Review
'Beautifully observed and lyrically expressed, the novel slowly ... A tragic story of misplaced erotic love' (The Times )
'Though his blend of memory and imagination has won him comparison with Proust, his broad sweep and mystical vision, his emotional intensity and lyrical elan ... belong to the tradition of nineteenth-century Russian novelists' (Independent )
'Intriguing ... meticulous, lyrical prose ... he charges space with tension and the inanimate with meaning ... Makine deserves our full attention' (The Sunday Times )
'An elaborately haunting work ...Olga's involuted, tormented conciousness becomes a sophisticated pleasure in its own right ... Makine's novel possesses the feverish beauty of a hot-house culture in its final efflorescence' (Publishers Weekly )
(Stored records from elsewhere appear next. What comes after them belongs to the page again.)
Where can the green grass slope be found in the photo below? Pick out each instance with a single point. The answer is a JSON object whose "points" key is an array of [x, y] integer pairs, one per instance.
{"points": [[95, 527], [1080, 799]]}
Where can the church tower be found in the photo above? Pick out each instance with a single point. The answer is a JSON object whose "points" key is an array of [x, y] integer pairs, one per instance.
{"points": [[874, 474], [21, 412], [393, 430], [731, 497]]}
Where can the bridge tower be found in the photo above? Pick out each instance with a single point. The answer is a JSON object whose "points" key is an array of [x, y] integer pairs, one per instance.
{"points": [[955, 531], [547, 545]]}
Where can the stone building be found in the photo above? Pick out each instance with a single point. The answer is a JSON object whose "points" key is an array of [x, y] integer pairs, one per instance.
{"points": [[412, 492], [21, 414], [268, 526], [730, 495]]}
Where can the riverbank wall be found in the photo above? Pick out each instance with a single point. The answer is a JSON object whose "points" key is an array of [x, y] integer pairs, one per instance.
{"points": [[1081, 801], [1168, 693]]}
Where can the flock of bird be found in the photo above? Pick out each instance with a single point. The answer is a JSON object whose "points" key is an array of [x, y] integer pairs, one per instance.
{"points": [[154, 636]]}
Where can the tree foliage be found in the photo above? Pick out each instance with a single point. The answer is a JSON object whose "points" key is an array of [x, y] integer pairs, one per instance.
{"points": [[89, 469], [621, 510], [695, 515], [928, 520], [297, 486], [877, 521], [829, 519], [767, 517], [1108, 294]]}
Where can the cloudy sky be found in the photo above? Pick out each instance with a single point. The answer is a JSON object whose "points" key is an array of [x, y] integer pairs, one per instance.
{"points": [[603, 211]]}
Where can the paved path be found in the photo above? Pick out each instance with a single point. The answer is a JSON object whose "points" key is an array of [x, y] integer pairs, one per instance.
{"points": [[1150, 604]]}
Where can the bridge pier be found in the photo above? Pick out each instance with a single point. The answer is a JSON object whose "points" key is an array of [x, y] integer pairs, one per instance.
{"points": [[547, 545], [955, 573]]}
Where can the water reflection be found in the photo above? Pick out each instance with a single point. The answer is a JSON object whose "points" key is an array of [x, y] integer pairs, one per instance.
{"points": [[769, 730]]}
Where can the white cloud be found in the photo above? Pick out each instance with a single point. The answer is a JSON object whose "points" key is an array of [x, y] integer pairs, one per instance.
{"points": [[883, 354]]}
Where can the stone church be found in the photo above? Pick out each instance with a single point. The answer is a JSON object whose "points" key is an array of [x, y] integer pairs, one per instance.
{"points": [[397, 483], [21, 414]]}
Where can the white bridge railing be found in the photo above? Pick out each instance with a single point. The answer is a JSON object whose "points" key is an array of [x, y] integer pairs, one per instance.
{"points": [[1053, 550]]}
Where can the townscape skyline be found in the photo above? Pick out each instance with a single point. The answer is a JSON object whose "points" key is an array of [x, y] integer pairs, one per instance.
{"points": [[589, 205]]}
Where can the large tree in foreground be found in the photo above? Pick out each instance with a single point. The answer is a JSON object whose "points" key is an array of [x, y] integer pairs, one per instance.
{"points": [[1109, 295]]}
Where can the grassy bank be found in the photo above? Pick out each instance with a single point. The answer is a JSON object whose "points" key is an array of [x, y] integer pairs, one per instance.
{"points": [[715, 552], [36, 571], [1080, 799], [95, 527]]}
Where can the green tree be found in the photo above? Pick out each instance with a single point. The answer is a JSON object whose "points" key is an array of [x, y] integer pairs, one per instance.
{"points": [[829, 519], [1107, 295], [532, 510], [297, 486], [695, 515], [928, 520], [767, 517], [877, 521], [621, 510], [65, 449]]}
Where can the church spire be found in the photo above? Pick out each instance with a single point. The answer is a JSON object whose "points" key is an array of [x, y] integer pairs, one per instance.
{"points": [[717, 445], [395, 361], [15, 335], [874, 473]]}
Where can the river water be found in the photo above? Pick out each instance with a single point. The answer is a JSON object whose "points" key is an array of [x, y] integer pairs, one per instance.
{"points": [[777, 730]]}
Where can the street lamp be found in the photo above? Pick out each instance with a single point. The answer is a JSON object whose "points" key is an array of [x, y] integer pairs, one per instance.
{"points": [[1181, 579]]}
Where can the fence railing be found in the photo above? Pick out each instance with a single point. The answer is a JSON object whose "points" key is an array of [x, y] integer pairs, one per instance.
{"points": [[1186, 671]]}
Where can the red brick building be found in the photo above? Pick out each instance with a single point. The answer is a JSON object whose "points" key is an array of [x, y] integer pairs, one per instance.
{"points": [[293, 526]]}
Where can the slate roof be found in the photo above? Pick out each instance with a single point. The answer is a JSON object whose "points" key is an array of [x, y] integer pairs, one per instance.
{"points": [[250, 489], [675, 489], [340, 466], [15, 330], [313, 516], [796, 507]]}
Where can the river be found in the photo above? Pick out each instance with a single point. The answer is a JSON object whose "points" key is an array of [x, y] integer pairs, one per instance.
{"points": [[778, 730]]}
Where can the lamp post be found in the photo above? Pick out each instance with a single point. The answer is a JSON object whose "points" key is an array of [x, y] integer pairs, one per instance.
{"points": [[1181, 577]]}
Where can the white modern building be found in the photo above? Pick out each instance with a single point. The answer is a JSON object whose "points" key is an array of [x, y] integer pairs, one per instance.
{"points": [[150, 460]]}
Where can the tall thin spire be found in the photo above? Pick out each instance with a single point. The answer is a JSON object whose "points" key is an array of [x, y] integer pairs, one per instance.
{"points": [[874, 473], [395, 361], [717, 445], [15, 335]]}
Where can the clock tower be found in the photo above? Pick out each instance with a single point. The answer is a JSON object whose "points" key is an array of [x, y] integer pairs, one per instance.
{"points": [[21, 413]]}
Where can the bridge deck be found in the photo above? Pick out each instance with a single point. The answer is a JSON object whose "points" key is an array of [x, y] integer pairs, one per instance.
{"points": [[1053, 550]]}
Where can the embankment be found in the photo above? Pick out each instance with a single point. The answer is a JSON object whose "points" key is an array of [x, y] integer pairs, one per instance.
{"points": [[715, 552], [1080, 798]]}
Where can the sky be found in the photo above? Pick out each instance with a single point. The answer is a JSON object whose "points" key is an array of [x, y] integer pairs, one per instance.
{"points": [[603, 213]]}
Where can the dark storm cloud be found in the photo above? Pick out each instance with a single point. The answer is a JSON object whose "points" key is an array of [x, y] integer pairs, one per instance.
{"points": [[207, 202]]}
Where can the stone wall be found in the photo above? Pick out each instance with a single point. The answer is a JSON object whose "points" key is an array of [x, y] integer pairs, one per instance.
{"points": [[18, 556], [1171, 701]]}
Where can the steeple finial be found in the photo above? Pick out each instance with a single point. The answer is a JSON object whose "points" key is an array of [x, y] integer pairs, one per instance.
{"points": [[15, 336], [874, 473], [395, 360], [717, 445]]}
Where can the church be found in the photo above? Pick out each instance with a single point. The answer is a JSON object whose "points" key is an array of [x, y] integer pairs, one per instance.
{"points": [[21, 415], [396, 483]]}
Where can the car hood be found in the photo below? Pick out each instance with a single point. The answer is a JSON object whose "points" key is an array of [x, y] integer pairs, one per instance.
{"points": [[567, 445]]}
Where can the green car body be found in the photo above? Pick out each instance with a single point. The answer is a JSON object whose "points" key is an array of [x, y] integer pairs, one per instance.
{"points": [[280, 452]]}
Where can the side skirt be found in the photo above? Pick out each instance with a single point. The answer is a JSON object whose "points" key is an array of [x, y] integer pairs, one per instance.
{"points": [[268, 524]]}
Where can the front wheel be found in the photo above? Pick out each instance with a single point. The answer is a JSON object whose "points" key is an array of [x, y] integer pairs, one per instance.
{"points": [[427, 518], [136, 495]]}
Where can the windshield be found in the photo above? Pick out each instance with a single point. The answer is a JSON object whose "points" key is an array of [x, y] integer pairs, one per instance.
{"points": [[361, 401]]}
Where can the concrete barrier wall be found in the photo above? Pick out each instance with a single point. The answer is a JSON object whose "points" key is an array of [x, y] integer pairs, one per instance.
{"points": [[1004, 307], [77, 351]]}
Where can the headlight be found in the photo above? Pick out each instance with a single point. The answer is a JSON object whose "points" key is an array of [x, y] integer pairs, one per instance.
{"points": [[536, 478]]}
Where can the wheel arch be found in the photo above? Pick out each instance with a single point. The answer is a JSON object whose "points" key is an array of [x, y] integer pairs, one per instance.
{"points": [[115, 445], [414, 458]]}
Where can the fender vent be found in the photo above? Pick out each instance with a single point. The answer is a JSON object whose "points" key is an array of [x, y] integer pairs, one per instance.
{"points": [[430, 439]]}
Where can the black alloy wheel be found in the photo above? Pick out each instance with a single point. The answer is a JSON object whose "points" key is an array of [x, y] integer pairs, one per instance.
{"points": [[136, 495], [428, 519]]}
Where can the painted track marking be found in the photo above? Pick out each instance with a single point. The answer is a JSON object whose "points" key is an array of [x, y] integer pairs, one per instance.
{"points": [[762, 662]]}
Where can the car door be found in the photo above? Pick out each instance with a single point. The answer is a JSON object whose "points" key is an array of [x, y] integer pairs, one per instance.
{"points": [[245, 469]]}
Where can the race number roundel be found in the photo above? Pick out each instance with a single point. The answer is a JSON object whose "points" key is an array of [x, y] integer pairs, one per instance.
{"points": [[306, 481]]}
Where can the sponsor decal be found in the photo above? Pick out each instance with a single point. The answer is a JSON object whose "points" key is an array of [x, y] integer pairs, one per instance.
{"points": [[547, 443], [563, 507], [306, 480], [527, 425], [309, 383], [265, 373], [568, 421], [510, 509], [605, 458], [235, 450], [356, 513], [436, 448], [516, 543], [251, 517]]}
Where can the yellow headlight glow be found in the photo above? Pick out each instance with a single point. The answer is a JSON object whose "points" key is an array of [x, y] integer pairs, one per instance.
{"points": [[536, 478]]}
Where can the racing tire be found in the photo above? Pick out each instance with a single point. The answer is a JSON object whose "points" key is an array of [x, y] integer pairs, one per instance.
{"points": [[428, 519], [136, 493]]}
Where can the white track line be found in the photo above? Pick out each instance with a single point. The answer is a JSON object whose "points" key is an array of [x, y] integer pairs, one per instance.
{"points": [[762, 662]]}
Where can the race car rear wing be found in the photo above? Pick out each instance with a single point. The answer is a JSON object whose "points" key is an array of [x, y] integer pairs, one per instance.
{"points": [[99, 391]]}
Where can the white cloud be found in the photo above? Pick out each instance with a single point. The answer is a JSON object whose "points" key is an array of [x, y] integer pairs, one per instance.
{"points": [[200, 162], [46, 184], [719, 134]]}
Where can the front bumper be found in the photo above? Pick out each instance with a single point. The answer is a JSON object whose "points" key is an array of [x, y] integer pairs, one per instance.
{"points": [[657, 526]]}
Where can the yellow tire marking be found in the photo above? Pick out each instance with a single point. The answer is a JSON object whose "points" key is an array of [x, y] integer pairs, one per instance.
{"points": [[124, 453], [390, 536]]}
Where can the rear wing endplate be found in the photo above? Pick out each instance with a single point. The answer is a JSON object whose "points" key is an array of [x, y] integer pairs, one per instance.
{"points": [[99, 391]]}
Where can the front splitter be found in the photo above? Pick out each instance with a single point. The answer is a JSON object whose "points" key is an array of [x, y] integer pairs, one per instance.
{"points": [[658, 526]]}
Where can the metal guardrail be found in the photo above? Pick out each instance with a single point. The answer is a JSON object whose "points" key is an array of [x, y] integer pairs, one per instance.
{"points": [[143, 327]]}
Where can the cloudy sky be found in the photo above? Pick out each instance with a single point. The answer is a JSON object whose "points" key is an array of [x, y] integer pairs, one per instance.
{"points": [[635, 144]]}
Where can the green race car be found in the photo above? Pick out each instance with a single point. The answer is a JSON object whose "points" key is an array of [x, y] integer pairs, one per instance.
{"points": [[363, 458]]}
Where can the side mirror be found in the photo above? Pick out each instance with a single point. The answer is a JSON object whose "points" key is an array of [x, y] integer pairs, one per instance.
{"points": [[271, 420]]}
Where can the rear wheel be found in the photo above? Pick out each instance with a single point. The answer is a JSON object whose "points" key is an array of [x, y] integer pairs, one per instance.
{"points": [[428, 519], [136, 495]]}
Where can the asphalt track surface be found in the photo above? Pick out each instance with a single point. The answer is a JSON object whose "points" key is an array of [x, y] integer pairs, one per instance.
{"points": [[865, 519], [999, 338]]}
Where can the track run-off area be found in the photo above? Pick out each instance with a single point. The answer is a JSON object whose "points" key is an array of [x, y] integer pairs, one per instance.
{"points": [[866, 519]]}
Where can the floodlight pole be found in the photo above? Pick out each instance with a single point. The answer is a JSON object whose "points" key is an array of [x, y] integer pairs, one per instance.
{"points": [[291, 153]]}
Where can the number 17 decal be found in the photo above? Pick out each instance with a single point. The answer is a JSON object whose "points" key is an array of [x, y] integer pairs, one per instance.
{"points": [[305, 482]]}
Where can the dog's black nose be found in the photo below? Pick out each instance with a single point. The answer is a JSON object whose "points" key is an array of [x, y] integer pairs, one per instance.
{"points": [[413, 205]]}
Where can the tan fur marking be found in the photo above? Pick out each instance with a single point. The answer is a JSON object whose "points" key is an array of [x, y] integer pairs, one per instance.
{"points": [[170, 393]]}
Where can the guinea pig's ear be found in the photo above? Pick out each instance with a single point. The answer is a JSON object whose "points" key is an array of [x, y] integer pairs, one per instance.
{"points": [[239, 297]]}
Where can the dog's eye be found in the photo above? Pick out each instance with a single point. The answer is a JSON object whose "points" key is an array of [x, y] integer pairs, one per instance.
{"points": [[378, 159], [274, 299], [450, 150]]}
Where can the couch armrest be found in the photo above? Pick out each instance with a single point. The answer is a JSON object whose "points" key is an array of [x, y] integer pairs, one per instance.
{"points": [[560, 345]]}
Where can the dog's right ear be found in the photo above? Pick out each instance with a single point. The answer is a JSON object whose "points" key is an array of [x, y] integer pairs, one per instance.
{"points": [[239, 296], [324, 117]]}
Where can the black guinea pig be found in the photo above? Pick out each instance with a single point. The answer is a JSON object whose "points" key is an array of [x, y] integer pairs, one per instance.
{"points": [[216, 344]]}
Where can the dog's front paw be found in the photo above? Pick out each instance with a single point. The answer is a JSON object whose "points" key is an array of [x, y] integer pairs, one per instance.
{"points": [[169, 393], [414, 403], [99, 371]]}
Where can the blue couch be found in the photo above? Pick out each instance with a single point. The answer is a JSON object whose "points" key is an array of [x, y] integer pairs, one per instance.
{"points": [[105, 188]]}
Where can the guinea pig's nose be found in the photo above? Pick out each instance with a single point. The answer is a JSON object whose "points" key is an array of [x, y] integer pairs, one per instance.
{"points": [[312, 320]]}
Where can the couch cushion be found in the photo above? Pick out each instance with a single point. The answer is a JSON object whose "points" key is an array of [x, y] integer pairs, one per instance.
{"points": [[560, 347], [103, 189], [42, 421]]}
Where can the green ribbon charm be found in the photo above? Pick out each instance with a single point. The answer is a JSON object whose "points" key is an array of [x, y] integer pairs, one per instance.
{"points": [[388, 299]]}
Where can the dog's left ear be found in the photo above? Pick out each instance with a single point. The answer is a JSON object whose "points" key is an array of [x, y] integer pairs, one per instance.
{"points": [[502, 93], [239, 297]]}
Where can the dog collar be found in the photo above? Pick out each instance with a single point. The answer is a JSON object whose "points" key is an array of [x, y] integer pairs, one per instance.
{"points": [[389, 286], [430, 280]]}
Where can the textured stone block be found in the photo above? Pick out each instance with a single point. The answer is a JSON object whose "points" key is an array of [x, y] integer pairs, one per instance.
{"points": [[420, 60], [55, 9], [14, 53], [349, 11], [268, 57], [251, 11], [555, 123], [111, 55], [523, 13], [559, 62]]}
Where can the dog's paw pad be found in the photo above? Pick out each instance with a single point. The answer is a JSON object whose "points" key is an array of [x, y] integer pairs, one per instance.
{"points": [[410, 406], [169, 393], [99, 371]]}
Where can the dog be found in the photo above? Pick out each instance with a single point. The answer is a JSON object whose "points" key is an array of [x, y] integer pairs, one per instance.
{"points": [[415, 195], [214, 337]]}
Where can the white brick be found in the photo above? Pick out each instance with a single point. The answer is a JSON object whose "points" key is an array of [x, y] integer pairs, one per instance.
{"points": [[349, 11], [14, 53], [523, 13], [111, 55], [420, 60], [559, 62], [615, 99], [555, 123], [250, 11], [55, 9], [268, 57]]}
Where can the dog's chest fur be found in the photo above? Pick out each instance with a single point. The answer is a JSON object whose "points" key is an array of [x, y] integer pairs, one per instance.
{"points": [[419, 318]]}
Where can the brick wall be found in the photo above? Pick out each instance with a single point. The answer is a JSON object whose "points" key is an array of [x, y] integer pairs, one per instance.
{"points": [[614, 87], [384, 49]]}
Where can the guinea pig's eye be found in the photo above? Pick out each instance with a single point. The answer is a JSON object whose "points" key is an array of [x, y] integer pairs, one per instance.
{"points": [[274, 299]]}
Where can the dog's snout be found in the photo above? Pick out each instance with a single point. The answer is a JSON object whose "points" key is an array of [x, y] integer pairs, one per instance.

Structured like a crime novel, but told in the language of a poet... It's a thrilling book, lit with the soft light of despair, withpassages which should shock but whose style caresses, melting this scandalous story into a captivating melody. The readers of "Le Testament Francais" will rediscover in "Olga Arbelina's crime" Andrei Makine's beautiful and supple writing, his relish for the waking dream.' (FIGARO LITTERAIRE )
About the Author
Andreï Makine was born in Siberia in 1957, and taught at the University of Novgorod. In 1987 he left the Soviet Union and sought asylum in Paris, where he lived rough before finding teaching work. His first novel was published in France in 1990, once he'd pretended he'd only translated it from another Russian's original. His third was published under his own name and Olga Arbélina's Crime is his fifth.